5) Be Adventurous
Much has been said about the potential for superhero fatigue in the current craze for comic book movies. Such masters of cinema as Steven Spielberg have predicted that, sooner or later, the superhero movie will “go the way of the western.” The best way to avoid the death of the genre then is for the studios to keep trying fresh, adventurous ideas. If every superhero movie that comes out feels different from the last, then audiences aren’t going to grow bored.
The two superhero movies released by Fox in 2016 perfectly sum up the virtues of being different and the failures of lazily going with the same old thing. Deadpool could have been a risky move from the studio, as it was unlike anything they had produced in their X-Men franchise before. Plus, it was R-Rated – cutting off the lucrative family market. Yet, because the studio backed it and the production team believed in their movie, Deadpool was a welcome breath of fresh, foul-mouthed air. The movie-going public thought so too, and it made a shedload of money on the back of a relatively small budget.
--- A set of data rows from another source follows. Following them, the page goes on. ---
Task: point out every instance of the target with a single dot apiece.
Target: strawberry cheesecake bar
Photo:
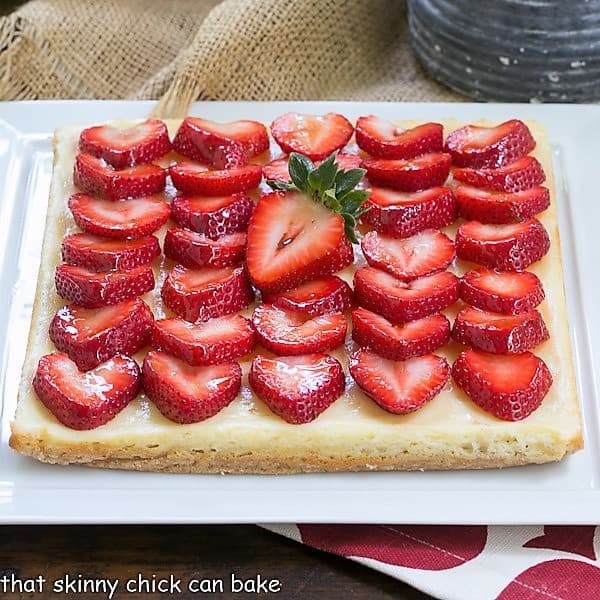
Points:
(316, 295)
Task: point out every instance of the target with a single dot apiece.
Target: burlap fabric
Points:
(180, 50)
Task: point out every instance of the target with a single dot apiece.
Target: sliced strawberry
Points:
(399, 342)
(314, 136)
(141, 143)
(385, 139)
(292, 239)
(186, 394)
(297, 388)
(92, 335)
(191, 178)
(93, 176)
(92, 290)
(509, 387)
(119, 219)
(501, 207)
(99, 254)
(524, 173)
(316, 297)
(400, 387)
(499, 334)
(401, 214)
(503, 247)
(421, 254)
(399, 301)
(221, 145)
(507, 293)
(210, 342)
(291, 333)
(198, 295)
(86, 400)
(194, 250)
(215, 217)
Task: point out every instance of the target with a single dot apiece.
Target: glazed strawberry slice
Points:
(93, 176)
(92, 336)
(99, 254)
(508, 387)
(524, 173)
(499, 334)
(503, 247)
(221, 145)
(314, 136)
(292, 239)
(510, 293)
(316, 297)
(399, 301)
(186, 394)
(211, 342)
(399, 342)
(400, 387)
(384, 139)
(409, 258)
(119, 219)
(409, 175)
(297, 388)
(141, 143)
(215, 217)
(401, 214)
(86, 400)
(198, 295)
(191, 178)
(195, 250)
(291, 333)
(488, 147)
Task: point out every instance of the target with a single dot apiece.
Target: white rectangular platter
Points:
(564, 493)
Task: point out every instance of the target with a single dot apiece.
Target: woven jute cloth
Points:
(181, 50)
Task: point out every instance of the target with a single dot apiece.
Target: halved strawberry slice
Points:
(503, 247)
(508, 387)
(409, 175)
(221, 145)
(316, 297)
(524, 173)
(499, 334)
(141, 143)
(91, 290)
(488, 147)
(211, 342)
(291, 333)
(194, 250)
(198, 295)
(93, 176)
(186, 394)
(401, 214)
(385, 139)
(297, 388)
(192, 178)
(86, 400)
(119, 219)
(399, 342)
(508, 293)
(400, 387)
(99, 254)
(91, 336)
(314, 136)
(292, 239)
(214, 217)
(399, 301)
(421, 254)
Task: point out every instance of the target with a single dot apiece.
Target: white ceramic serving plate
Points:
(564, 493)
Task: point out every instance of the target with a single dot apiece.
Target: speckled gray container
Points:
(511, 50)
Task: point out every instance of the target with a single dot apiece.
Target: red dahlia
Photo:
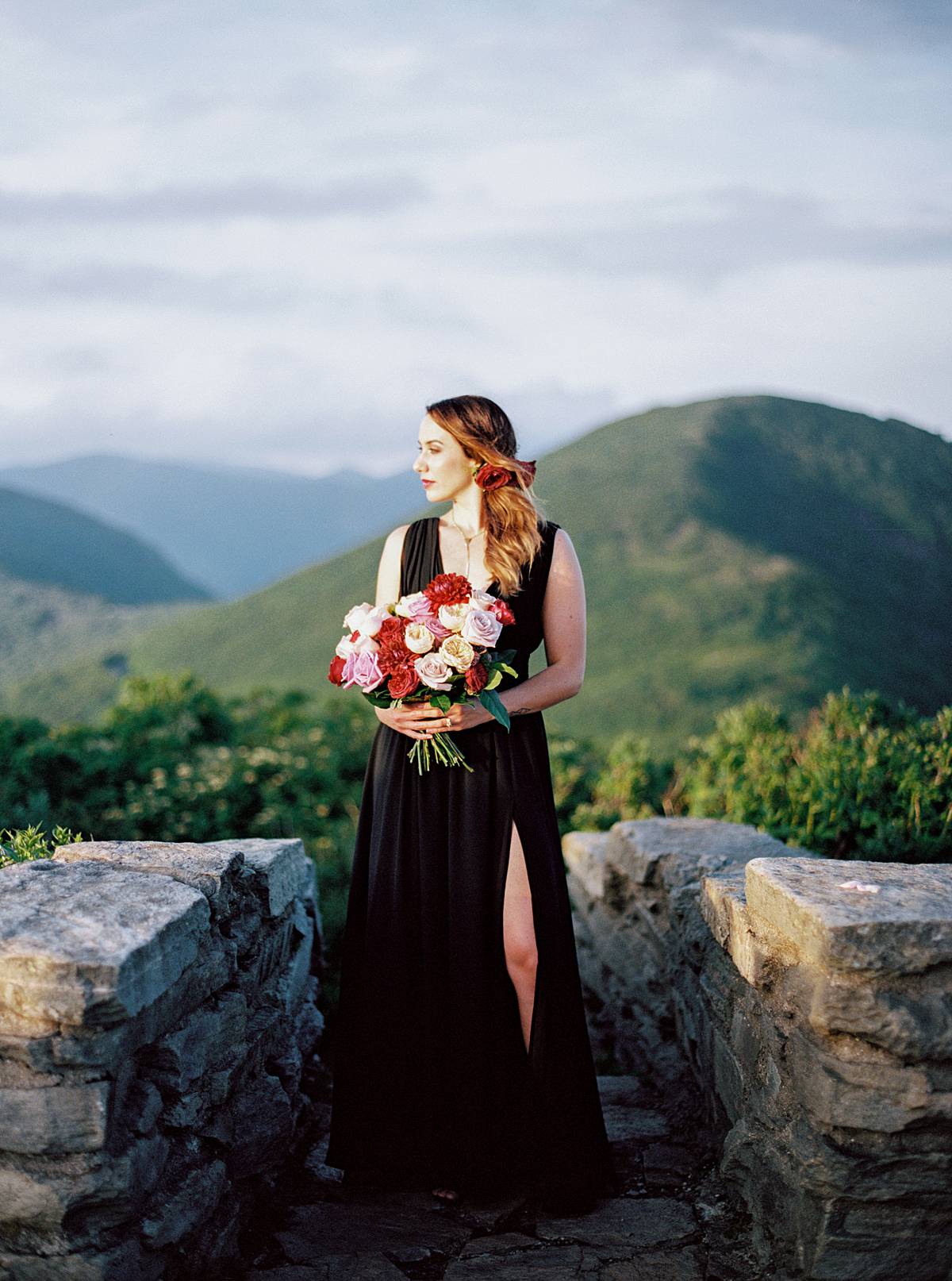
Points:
(477, 675)
(447, 590)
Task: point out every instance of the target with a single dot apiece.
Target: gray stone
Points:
(346, 1229)
(658, 1266)
(282, 869)
(37, 1193)
(64, 1118)
(555, 1264)
(905, 926)
(182, 1207)
(109, 1048)
(624, 1222)
(86, 944)
(213, 871)
(206, 1037)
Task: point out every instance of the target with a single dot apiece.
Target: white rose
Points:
(433, 671)
(452, 617)
(412, 605)
(418, 638)
(367, 619)
(458, 652)
(481, 628)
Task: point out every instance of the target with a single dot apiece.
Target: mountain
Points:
(70, 583)
(52, 544)
(732, 547)
(232, 529)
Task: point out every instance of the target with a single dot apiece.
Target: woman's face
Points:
(441, 464)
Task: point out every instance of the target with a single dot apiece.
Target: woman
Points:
(460, 1049)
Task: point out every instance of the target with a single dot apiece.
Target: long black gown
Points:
(432, 1084)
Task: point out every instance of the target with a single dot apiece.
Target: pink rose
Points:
(433, 671)
(364, 671)
(481, 628)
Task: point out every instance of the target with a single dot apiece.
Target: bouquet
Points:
(432, 646)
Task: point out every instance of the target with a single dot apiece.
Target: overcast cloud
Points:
(269, 233)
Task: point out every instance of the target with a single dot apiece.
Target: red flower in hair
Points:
(489, 477)
(447, 590)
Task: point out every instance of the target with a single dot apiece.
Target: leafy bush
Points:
(860, 780)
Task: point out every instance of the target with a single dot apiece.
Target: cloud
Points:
(706, 237)
(140, 283)
(246, 198)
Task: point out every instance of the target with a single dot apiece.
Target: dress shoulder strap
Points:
(418, 559)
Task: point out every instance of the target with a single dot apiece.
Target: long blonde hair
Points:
(512, 513)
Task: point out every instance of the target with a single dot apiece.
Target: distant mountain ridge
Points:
(48, 542)
(229, 528)
(732, 547)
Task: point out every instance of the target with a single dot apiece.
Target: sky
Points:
(269, 233)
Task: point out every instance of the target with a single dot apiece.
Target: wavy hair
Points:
(512, 513)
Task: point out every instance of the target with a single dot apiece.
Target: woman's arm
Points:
(389, 569)
(564, 630)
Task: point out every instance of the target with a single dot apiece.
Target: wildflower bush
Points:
(860, 780)
(172, 760)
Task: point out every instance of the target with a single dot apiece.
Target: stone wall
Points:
(812, 999)
(156, 1010)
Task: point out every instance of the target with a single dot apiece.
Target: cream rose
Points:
(452, 617)
(458, 652)
(418, 638)
(433, 671)
(482, 628)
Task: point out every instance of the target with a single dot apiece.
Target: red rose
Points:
(477, 675)
(402, 682)
(491, 477)
(447, 590)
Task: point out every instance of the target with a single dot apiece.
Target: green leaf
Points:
(493, 703)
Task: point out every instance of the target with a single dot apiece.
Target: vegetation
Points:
(735, 548)
(173, 760)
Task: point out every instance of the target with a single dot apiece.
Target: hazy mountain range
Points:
(732, 547)
(231, 529)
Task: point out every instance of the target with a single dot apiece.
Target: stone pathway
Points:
(670, 1221)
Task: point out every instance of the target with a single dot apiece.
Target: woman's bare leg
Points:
(519, 943)
(519, 933)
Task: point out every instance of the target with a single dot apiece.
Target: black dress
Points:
(432, 1084)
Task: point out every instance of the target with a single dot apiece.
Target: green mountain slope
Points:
(52, 544)
(733, 547)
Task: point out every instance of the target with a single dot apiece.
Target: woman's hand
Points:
(420, 720)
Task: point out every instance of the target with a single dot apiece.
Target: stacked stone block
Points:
(812, 1001)
(831, 1009)
(156, 1011)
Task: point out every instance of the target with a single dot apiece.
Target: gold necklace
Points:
(466, 540)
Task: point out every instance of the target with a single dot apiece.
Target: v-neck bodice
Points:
(422, 561)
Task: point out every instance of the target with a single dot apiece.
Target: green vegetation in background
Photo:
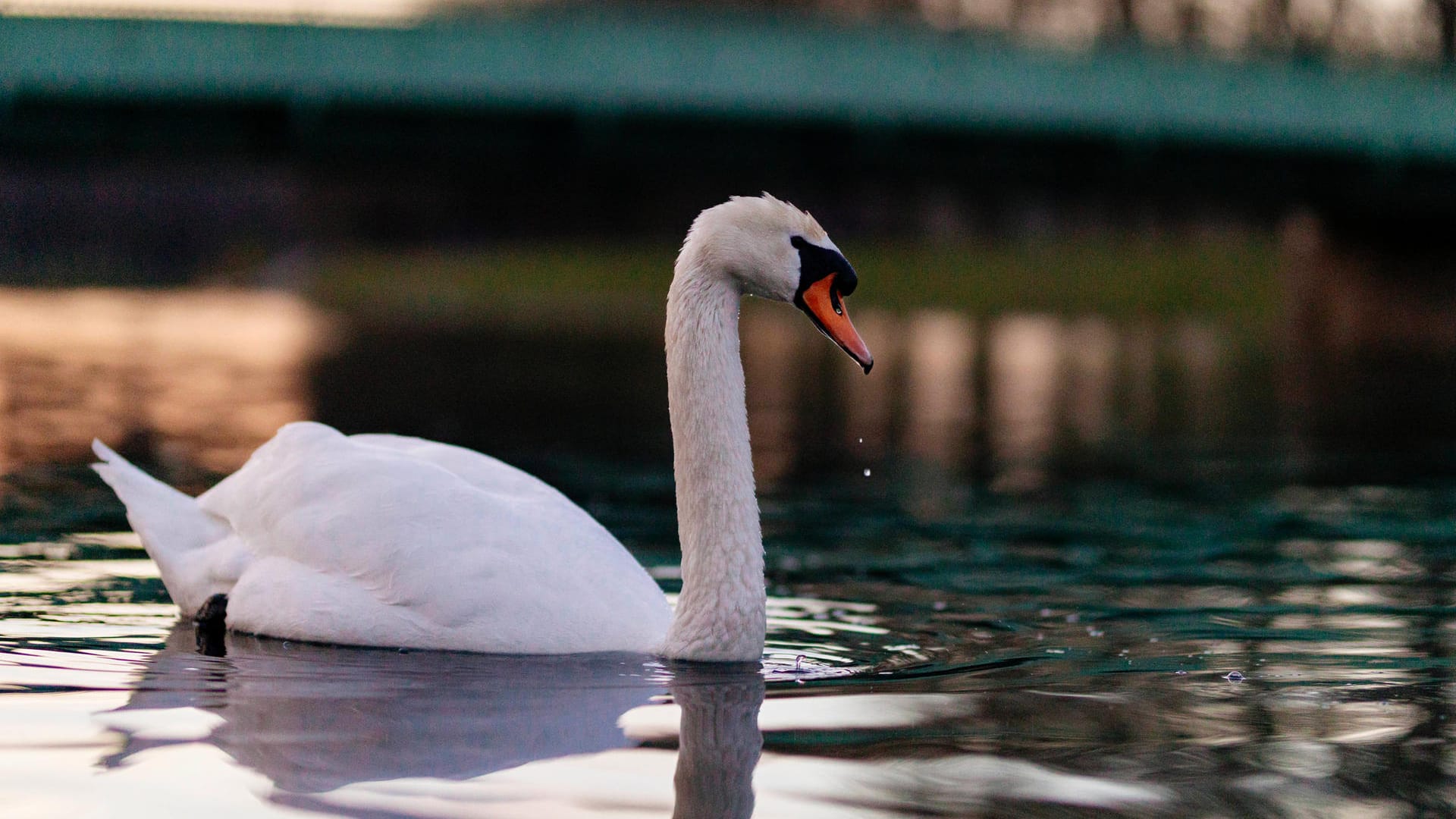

On the other hand, Fox put out X-Men: Apocalypse later in the year. The sixth mainline X-Men movie and the fourth from director Bryan Singer, the minds behind Apocalypse assumed that offering up much the same thing that we’ve been watching for several films now – Professor X and Magneto’s on/off-again friendship, the X-Mansion getting attacked, rogue students going into battle, etc. – would suffice. Oh, and they threw in a two-dimensional uber-baddie in an attempt to up the stakes. The result was a movie that was met with a collective shrug. After Apocalypse, the future of the X-Men series is in question (especially with Hugh Jackman calling it quits).
What we do know, however, is that there will be many more Deadpool sequels.